A dificuldade de criação e manutenção de livrarias é grande: primeiro porque a administração universitária, da mesma forma que cisma com a autossustentabilidade da editora, insiste na da livraria; segundo, por conta da concorrência das livrarias privadas estabelecidas no interior dos campi, que normalmente oferecem à universidade alguma contrapartida imediatista.
O PIDL, mesmo assim, foi, durante muito tempo e creio que ainda é, a tábua de salvação do livro universitário, tanto para as pequenas editoras, que podem sustentar um ponto de venda com os livros das grandes (o desconto é de 50%, igual ao que exigem os distribuidores), e assim expor e vender os seus próprios, quanto para as médias e grandes, que assim podem enviar e expor seus produtos em lugares aos quais eles não chegariam por intermédio dos distribuidores comerciais – ou por essas editoras não terem documento fiscal, ou porque o custo do transporte de um livro de baixa vendagem não torna a operação atrativa para o comerciante.

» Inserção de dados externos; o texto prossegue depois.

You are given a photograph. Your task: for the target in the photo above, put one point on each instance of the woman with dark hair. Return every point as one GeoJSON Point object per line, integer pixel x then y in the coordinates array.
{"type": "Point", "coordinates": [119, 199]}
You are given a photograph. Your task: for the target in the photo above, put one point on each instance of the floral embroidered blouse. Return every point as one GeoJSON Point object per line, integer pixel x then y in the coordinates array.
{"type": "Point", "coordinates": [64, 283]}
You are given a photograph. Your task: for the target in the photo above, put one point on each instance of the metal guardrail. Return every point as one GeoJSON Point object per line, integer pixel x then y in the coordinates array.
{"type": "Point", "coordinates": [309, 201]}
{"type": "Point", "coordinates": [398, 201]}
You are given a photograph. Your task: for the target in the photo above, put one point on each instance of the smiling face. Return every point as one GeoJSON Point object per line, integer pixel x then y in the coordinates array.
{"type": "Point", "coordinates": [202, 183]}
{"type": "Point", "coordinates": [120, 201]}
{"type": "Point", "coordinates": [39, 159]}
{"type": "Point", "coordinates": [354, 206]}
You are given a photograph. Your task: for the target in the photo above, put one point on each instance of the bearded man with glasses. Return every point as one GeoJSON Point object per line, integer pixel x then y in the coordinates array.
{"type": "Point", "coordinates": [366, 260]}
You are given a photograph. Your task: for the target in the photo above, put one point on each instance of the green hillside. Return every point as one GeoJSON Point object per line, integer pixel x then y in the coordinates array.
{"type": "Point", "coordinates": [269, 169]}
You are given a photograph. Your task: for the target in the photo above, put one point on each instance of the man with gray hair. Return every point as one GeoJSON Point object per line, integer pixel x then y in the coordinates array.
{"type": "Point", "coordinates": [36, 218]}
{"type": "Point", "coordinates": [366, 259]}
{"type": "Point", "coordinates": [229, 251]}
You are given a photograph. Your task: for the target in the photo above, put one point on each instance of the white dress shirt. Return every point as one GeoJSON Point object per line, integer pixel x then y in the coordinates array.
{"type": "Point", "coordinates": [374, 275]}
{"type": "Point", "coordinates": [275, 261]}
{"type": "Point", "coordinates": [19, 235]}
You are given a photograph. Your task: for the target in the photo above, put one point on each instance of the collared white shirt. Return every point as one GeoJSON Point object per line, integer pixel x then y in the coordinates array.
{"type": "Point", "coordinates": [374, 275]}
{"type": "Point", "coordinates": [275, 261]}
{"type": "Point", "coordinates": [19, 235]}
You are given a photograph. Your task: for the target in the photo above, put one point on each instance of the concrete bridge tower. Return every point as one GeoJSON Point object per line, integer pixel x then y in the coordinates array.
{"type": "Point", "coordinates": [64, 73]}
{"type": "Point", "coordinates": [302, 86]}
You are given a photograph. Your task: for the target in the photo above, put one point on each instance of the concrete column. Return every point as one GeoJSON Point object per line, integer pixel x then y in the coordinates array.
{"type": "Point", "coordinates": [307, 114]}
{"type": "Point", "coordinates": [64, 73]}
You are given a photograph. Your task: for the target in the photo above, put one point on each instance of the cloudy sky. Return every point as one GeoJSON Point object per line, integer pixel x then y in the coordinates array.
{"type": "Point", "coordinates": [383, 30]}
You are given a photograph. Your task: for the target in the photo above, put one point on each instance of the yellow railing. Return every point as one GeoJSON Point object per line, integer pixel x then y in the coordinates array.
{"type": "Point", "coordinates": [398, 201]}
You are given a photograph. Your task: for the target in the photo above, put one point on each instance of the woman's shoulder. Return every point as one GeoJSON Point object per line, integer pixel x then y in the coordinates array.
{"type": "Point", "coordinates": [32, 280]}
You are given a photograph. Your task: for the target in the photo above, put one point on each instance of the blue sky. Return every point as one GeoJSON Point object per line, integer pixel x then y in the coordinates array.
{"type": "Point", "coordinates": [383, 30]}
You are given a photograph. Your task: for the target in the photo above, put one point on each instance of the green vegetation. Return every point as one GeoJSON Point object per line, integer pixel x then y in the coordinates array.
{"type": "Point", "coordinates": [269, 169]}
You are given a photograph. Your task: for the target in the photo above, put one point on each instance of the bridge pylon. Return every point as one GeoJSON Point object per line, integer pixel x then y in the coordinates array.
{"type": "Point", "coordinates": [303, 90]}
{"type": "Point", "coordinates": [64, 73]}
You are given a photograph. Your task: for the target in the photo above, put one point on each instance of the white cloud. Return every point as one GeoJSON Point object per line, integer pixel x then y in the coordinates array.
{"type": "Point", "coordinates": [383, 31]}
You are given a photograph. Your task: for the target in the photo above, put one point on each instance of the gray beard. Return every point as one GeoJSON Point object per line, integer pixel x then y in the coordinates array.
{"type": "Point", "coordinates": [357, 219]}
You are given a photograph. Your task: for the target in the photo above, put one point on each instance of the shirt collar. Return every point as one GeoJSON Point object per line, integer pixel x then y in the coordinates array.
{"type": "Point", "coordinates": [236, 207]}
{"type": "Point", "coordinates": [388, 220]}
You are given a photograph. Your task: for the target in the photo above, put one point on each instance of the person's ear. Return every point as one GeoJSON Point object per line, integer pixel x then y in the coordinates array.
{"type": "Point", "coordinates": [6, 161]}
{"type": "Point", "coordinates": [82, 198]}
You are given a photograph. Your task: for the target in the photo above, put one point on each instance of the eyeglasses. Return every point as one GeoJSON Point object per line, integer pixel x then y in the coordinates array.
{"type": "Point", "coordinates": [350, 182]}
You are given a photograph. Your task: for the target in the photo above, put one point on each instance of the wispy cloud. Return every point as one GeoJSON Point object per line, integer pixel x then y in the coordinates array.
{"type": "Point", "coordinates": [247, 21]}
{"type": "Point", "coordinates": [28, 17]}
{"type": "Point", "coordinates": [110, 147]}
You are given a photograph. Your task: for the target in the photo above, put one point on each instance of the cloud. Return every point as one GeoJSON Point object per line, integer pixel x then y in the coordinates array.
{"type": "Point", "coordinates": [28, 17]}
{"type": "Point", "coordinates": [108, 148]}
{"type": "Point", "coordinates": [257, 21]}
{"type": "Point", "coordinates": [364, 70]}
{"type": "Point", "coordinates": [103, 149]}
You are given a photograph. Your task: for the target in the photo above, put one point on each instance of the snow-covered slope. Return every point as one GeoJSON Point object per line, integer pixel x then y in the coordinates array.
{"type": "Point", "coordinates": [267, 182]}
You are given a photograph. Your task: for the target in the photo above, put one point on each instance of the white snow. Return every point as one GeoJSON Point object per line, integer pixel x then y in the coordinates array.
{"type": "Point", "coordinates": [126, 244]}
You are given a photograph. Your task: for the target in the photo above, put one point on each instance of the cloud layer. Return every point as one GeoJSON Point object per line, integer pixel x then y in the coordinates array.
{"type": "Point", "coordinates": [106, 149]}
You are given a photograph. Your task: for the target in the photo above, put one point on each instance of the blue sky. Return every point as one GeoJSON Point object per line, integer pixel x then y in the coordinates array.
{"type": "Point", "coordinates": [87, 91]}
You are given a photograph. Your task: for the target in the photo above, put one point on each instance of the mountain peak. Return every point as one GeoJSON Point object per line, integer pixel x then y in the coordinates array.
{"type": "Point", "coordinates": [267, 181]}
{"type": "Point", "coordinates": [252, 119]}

Da mesma forma, ao longo do tempo as editoras universitárias, a exemplo da Edusp, foram organizando feiras e eventos, nos quais livros de editoras universitárias são vendidos diretamente à comunidade acadêmica, com significativos descontos.
Com isso, sem dúvida, presta-se um serviço à causa do livro universitário. Mas um serviço menor. Os pontos realmente importantes e que justificam a existência de uma editora dentro de uma universidade ou a ela subordinadas são aqueles relacionados no corpo desta comunicação, pois é possível imaginar muitas formas criativas de comercializar e distribuir livros – ainda mais na era do predomínio da cultura digital – mas ainda não é possível imaginar, além das editoras universitárias, outras instâncias ou organismos capazes de responder tão bem e com tanta agilidade (e fora do interesse econômico imediato) às necessidades universitárias no que diz respeito à seleção, produção e difusão de obras relevantes para o avanço do ensino e da pesquisa no Brasil.
[1] Texto lido em mesa-redonda no IV Encontro de Editores da Rede Federal de Educação Profissional, Científica e Tecnológica (ENEDIF), em 29/10/2020.
[2] Blaue Blume - Curso Completo
[3] Coleção Multilíngue de Filosofia Unicamp; Coleção LVMINA.
[4] A Erótica Japonesa na Pintura e na Escritura dos Séculos XVII a XIX, de Madalena Natsuko Hashimoto Cordaro.